In this scenario, we use a linear inequality to determine when one sales job becomes more profitable than the other. Let's break it down! Linear inequalities are expressions where one side is not equal to the other but is either greater than, or lesser than. They are much like linear equations, but with an inequality sign instead of an equal sign. For our sales commission problem, we need to figure out when the total income from Job B is greater than that from Job A. This involves comparing the two incomes, leading us to set up the inequality:

• \(40000 + 0.20S > 50000 + 0.10S\)

Solving this inequality helps us find out how much the salesman needs to sell to make Job B his best choice.

A base salary is essentially a fixed amount of money an employee earns before commissions or bonuses. It's like a guaranteed income they receive regardless of their sales performance. In the sales commission problem, two different base salaries are offered:

• Job A offers a base salary of \(50,000\) dollars per year.
• Job B offers a base salary of \(40,000\) dollars per year.

The difference in these base salaries significantly impacts the decision-making process since Job A's higher base salary offers more financial security initially, but also less potential upside compared to the higher commission rate of Job B. Keep in mind that a higher base salary doesn't necessarily mean a higher overall income once commissions are factored in.

The commission rate is the percentage of sales that a salesperson earns on top of their base salary. This means that for every product sold, they earn a specific amount added to their income. In our exercise, the two jobs offer different commission rates:

• Job A pays a \(10\%\) commission on sales.
• Job B pays a \(20\%\) commission on sales.

A higher commission rate is enticing as it allows a salesperson to earn more with higher sales. However, it also means income can be less predictable if sales are low. In our exercise, this means for Job B to be more lucrative overall, the salesman must generate sufficient sales to benefit from the higher commission rate, even though its base salary is lower than Job A.

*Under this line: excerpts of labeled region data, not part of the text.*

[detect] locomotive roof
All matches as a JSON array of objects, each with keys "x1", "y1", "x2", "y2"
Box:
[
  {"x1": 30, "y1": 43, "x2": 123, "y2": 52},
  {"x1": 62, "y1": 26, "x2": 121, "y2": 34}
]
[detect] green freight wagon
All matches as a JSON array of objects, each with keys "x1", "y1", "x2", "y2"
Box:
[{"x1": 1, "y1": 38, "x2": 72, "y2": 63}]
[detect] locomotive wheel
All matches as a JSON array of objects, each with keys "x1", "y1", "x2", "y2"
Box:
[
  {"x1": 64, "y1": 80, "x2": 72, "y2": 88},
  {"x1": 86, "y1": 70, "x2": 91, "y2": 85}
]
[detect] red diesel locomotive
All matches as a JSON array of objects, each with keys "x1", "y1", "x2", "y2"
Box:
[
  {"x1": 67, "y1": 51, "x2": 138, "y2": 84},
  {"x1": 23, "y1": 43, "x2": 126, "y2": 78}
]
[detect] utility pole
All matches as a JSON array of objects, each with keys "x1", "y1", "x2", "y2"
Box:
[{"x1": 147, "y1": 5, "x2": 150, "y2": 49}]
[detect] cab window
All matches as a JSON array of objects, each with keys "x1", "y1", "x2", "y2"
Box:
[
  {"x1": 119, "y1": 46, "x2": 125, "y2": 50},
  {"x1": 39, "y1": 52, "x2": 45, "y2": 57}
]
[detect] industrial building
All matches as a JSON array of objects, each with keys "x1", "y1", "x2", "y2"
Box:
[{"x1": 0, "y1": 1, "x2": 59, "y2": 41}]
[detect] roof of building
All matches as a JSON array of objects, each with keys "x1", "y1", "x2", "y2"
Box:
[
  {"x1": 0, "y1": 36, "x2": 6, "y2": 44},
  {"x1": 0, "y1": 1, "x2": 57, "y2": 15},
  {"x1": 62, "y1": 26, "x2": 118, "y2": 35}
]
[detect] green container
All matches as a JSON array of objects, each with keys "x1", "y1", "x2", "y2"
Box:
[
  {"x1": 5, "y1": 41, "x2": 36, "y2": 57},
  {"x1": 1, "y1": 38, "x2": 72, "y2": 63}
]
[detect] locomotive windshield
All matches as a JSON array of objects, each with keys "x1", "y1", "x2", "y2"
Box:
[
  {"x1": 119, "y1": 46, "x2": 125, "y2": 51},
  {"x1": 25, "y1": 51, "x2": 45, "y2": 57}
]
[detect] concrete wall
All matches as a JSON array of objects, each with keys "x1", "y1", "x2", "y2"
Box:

The total income equation helps compute the complete compensation a salesperson can earn. This equation combines both the base salary and the income from commissions. For Job A, the total income equation is:

• \( \text{Total Income A} = 50000 + 0.10S \)

For Job B, the equation is:

• \( \text{Total Income B} = 40000 + 0.20S \)

In these equations, \(S\) represents the amount of sales. By setting these two equations against each other with an inequality \(40000 + 0.20S > 50000 + 0.10S\), we figure out how much the salesman must sell for Job B to provide a higher total income than Job A. This comparison focuses not just on fixed salaries but also on potential earnings from differing commission rates.